This week for lunch bunch, I decided to create an old school favorite of mine: chicken pot pie. As much as I’d love to think I’ve always been a health guru, eating perfectly since the moment I could hop on a stool to help out in the kitchen, this is simply not the case. I hate to admit this, but growing up I was that Lunchables loving kid and frozen Stouffer’s Pot Pie fanatic.
Despite this shameful fact of mine, I grew up in an extremely active and healthy family. We somehow managed to sit down together to homemade dinner every night and Fruity Pebbles was simply a weird colorful food that I dreamed of at my friend’s house down the street. But hey, I was a skinny string bean of a kid running around with two older siblings – between all of our sports and activities, I don’t blame my mom for sometimes feeding me that not-so-healthy stuff to get in a few easy extra calories!
I recently read an article that outlines ten common habits that can sabotage our weight loss goals. It was a wonderful review by other Registered Dietitians on what we commonly preach in consulting sessions. One habit mentioned: Striving to be perfect. Holiday parties happen. We have a meal out. We crave that chicken pot pie (okay, I crave that chicken pot pie). We cannot let one poor decision get us down and ruin the rest. Slip ups happen! Just think – each new day is a chance for a new you. With Lunch Bunch, we are already eating healthy for 5 of our 35 meals a week (counting on the fact that you eating 5 meals per day). If 32 of our 35 meals are healthy choices, that is over 90 percent! That is success in my book!
If you have followed my rant so far, you may understand the direction I’m going with the chicken pot pie… I was craving this old school dish that I hadn’t had in years. Thus, I starting thinking up ways to make this meal in a healthy way that will leave me feeling both guilt-free and absolutely satisfied. I’m happy to say my creative brainstorming worked and the recipe is a tasty success!
These “pie-less” chicken pot pies are baked in mason jars and topped with cornbread to give you that crunchy, satisfying topping without the high calories or fat. I also used almond milk in the roux for the dairy sensitive. These mason jars are convenient for cleanup, are a simple serving size and easy to reheat. You should find these meals in a jar very filling with very little room to over eat – check that off of our healthy choices list for next week!

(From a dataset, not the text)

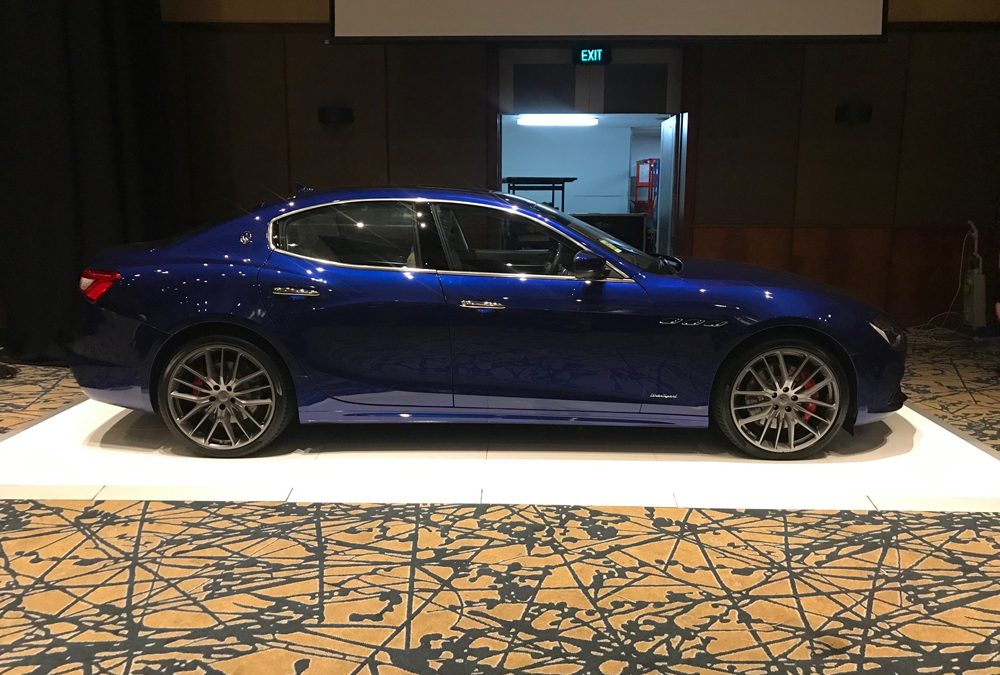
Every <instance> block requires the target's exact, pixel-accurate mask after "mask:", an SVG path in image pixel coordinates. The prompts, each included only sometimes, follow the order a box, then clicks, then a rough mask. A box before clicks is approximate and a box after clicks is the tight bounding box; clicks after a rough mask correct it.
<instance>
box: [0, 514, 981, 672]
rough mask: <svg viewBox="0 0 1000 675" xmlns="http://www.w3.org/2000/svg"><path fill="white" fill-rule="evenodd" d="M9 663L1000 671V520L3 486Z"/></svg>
mask: <svg viewBox="0 0 1000 675" xmlns="http://www.w3.org/2000/svg"><path fill="white" fill-rule="evenodd" d="M0 672H4V673H7V672H17V673H81V672H82V673H88V674H99V673H135V674H137V675H160V674H165V673H205V674H215V673H281V674H284V673H288V674H312V673H357V674H359V675H360V674H362V673H364V674H368V675H370V674H372V673H378V674H393V675H395V674H402V673H443V674H459V673H481V674H484V675H493V674H496V673H516V674H528V673H531V674H535V673H567V674H575V673H581V674H582V673H608V674H609V673H754V674H758V673H759V674H765V673H803V674H804V673H862V672H871V673H876V672H877V673H883V672H892V673H925V672H926V673H938V672H944V673H961V674H963V675H964V674H967V673H984V674H985V673H997V672H1000V515H998V514H982V513H980V514H940V513H891V512H890V513H877V512H871V513H854V512H812V511H805V512H780V511H714V510H686V509H641V508H594V507H551V506H530V505H527V506H500V505H493V506H490V505H482V506H449V505H433V506H428V505H340V504H264V503H240V504H234V503H163V502H97V503H93V502H32V501H24V502H0Z"/></svg>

Get your printable Lunch Bunch here.
- 3 medium carrots
- 1 yellow onion
- 1-2 stalks celery
- 1 lemon (or lemon juice)
- Rotisserie chicken
- Almond milk, unsweetened
- 1 egg
- Extra virgin olive oil
- Vegetable oil
- Dried thyme
- Salt and pepper
- 1 bag frozen peas
- 16 oz wide lid mason jars (oven and microwave safe)
- 1 rotisserie chicken
- 3 medium carrots
- 1 cup frozen peas, thawed
- ½ yellow onion, chopped
- 1 cup celery, chopped
- 2 ½ cups almond milk
- ¼ cup flour
- ¼ tsp. thyme
- 2 T lemon juice
- salt and pepper, to taste
- Glutino Cornbread mix: 1 egg, vegetable oil, almond milk (or according to directions to your own mix on hand)
- Makes 5 servings
- Preheat oven to 400 degrees F.
- Pull meat from the chicken while still warm, trying to discard all fat and skin. Use white meat only. Shred the chicken into bite size pieces.
- In skillet, sauté carrots, onion and celery with EVOO over medium heat. Cook about 8-10 minutes, or until carrots are tender. Season with salt and pepper.
- Add flour, while continuously stirring, for 1 minute. Gradually add milk, stirring until smooth. Cook, stirring occasionally, until mixture comes to a simmer and thickens. About 15-20 minutes.
- Remove from heat; stir in peas, lemon juice and chicken. Add thyme. Pour filling into mason jars to ¾ full.
- Mix gluten-free cornbread mix according to directions while roux is thickening. Top each mason jar with corn bread mix (you may have leftovers for a few muffins).
- Bake about 20-25 minutes, or until the cornbread is golden and the pot pie is bubbly. Wait 15 minutes to cool and enjoy.